Whoa, I love this flavorful dip. I adore the rich color and smooth texture. I can’t get enough of how it feeds everyone: food snobs, gluten-free diners, vegans, weight-conscious eaters and even soy-free types if you swap salt for soy sauce. So this is the roasted carrot dip for the ages, though it won’t last ages since everyone wolfs it right down.

This roasted carrot dip also possesses the virtue of being cost effective. So read through, check your pantry and get a pot of water boiling.

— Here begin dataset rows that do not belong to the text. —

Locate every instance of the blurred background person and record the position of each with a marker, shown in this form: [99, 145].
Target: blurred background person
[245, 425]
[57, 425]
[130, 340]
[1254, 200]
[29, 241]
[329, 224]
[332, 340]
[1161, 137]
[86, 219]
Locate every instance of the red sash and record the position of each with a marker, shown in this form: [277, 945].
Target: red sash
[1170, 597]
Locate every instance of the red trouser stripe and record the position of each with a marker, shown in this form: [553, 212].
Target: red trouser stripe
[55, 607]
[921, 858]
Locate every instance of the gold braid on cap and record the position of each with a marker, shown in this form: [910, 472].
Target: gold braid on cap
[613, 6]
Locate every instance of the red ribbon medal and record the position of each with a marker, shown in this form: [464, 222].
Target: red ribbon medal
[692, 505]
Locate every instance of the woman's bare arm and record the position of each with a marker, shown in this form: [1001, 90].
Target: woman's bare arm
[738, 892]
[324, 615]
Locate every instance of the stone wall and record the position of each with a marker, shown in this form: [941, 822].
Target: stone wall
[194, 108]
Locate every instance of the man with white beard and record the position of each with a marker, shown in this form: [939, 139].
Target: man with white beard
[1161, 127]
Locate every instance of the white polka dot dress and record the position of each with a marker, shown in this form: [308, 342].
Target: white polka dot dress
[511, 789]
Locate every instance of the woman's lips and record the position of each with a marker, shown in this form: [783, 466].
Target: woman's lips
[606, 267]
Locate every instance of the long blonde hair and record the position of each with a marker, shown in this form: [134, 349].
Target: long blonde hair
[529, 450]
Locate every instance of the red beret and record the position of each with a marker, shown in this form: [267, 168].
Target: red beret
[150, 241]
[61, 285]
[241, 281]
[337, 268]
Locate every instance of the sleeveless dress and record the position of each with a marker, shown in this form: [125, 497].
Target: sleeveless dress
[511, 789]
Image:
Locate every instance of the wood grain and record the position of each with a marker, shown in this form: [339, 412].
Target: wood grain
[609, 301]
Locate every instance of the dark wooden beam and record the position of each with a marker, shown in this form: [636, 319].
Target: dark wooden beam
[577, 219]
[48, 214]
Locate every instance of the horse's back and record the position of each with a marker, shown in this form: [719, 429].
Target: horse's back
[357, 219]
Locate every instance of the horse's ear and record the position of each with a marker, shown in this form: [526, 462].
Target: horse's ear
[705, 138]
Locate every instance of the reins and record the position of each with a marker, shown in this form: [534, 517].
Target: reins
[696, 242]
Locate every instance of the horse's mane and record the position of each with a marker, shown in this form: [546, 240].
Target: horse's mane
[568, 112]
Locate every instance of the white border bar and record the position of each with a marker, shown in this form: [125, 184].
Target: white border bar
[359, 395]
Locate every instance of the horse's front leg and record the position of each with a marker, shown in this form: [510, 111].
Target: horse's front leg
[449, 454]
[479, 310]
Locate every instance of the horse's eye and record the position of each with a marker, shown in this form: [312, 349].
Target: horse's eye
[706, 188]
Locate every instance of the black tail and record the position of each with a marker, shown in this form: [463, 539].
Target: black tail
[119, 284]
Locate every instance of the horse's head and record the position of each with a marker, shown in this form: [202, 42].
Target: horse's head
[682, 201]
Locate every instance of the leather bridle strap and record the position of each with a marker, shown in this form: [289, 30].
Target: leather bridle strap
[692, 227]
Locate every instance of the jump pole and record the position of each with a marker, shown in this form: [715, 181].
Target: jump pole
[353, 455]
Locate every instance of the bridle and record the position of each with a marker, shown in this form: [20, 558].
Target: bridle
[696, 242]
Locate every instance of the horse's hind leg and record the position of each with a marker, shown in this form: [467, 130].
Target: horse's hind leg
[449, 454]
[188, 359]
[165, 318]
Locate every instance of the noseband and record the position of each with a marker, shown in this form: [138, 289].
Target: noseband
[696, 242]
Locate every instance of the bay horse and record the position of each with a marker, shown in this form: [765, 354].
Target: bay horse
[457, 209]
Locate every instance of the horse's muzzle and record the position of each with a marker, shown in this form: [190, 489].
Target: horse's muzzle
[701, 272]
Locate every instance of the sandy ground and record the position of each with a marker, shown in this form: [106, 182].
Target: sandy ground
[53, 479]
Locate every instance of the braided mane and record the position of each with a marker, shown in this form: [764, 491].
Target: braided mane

This makes about two and a quarter cups of outstanding dip.

Roasted Carrot Dip

1 1/4  lbs organic carrots, scrubbed hard, topped and tailed, cut in half crosswise and sliced into .5 cm thick planks

8-10 cloves garlic, OR 3 fat shallots OR 1 red onion, peel but leave the cloves whole if using, peel and cut the shallots in half if using, slice the peeled onion thickly if using

zest of 1 small lime

juice of 1 lime

1/4 tsp cayenne, or to taste

1 1/2 tsp ground cumin, this is tastier if whole cumin seeds are toasted in a dry pan for about 4 minutes and freshly ground

1/2 tsp freshly ground black pepper

2 tsp wheat-free tamari, OR soy sauce, OR Bragg’s aminos, OR 1 tsp kosher salt

1/4 cup reserved parboiling water

1/3-1/2 cup extra virgin olive oil, plus a little extra for roasting

Preheat the oven to 425° F. Boil 5 quarts of  salted water. When the water achieves a rolling boil, add the carrots. Give them five minutes in the water after it returns to the boil. Drain the carrots, reserving 1/4 a cup of the water. Oil the carrots and whichever of the allium family you decided to use lightly, and spread them in a single layer on a couple of rimmed baking sheets. Set the pans on different oven shelves. Rotate them top to bottem after 10 minutes. Allow them to have another 10 minutes then take them from the oven to cool.

If using a blender, add the lime juice, reserved parboiling water and the tamari first, then load the carrots, alliums and seasonings. Blend for more than a minute. In a food processor, add everything to the bowl, secure the lid and process for a couple minutes. Scrape down the sides of the blender or food processor. Blend more. You’re looking for a ravishing smoothness. If necessary, do this in stages. Add the olive oil, drop by drop, while the motor runs on your machine. Increase the oil to a thin stream. When the dip contains a 1/3 cup of oil, taste and see if you want it more rich with the rest of the oil. Does it need a little more lime for brightness? Does it need more salt or tamari? What about a few red pepper flakes?

Allow the dip to marry, refrigerated if it won’t be served within two hours.